RUSSIA - The International Monetary Fund has stated expects private pension funds “to grow rapidly” in Russia as pension benefits increasingly become part of salary packages.
“A distrust of financial instruments” and a lack of tax incentives “have limited the growth of private pension funds” at present, the IMF argued in its latest Financial Sector Stability Assessment Update on Russia.
In total, Russia’s 265 private pension funds with a total of five million contributors and one million pensioners currently make up just 2% of financial assets in Russia, which amounts to roughly 2% of GDP.
“The market is dominated by the top 10 occupational funds, which hold approximately 80% of total non-state pension funds (NPF) assets,” the IMF pointed out.

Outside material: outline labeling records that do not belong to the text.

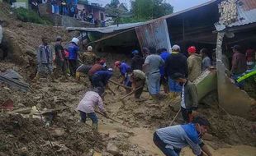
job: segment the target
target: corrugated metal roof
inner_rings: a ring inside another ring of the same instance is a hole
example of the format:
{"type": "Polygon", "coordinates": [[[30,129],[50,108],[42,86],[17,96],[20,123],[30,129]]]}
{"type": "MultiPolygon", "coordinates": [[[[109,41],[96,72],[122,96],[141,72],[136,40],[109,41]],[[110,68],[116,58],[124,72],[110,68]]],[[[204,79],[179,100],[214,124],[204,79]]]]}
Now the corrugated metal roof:
{"type": "Polygon", "coordinates": [[[130,28],[135,28],[137,26],[140,26],[143,25],[147,25],[152,22],[154,22],[155,21],[160,20],[160,19],[168,19],[168,18],[171,18],[188,11],[192,11],[196,9],[203,7],[205,6],[208,6],[213,2],[216,2],[219,0],[211,0],[207,2],[202,3],[201,5],[188,8],[188,9],[185,9],[183,11],[178,11],[175,13],[172,13],[170,15],[167,15],[164,16],[162,16],[160,18],[158,19],[154,19],[154,20],[151,20],[151,21],[148,21],[145,22],[138,22],[138,23],[127,23],[127,24],[121,24],[119,25],[119,26],[117,26],[116,25],[113,25],[108,27],[99,27],[99,28],[83,28],[83,27],[67,27],[66,29],[68,30],[82,30],[82,31],[89,31],[89,32],[99,32],[99,33],[103,33],[103,34],[107,34],[107,33],[113,33],[115,31],[118,31],[118,30],[128,30],[130,28]]]}
{"type": "Polygon", "coordinates": [[[127,24],[120,24],[118,26],[116,25],[112,25],[107,27],[98,27],[98,28],[84,28],[84,27],[67,27],[68,30],[82,30],[88,32],[99,32],[103,34],[113,33],[115,31],[125,30],[130,28],[135,28],[141,25],[145,25],[145,22],[139,23],[127,23],[127,24]]]}
{"type": "Polygon", "coordinates": [[[228,25],[220,23],[215,25],[218,31],[225,28],[239,26],[256,22],[256,1],[255,0],[240,0],[237,4],[238,21],[228,25]],[[241,5],[239,5],[241,4],[241,5]]]}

However, “this sector is expected to grow as employers include pension schemes in compensation packages,” the body argued.

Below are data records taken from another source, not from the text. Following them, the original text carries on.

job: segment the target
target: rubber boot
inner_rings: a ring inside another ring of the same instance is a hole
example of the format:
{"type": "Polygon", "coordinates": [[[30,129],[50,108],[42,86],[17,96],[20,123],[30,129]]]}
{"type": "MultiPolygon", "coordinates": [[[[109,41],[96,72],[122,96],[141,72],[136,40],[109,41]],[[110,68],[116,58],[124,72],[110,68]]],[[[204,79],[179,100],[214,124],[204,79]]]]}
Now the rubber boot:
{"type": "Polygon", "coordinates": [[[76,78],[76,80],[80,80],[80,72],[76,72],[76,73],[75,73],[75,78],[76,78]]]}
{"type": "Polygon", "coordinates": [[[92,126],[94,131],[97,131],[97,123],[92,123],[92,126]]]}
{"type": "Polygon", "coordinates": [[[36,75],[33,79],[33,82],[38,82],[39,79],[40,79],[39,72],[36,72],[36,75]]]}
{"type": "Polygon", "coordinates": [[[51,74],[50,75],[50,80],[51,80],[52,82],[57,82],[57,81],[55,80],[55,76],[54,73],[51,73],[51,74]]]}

Pension funds’ development could get a further boost by the realisation of long-standing plans to harmonise Russian accounting standards with IFRS, which would affect pension accounting as well.
According to the IMF, “a proposal has been submitted on consolidation of accounts, and on mandatory use of IFRS by banks.”
The international organisation continued: “This would also apply to listed companies, insurers, pension funds and other public companies, benefiting disclosure and transparency and improve the effectiveness of supervision and regulation.”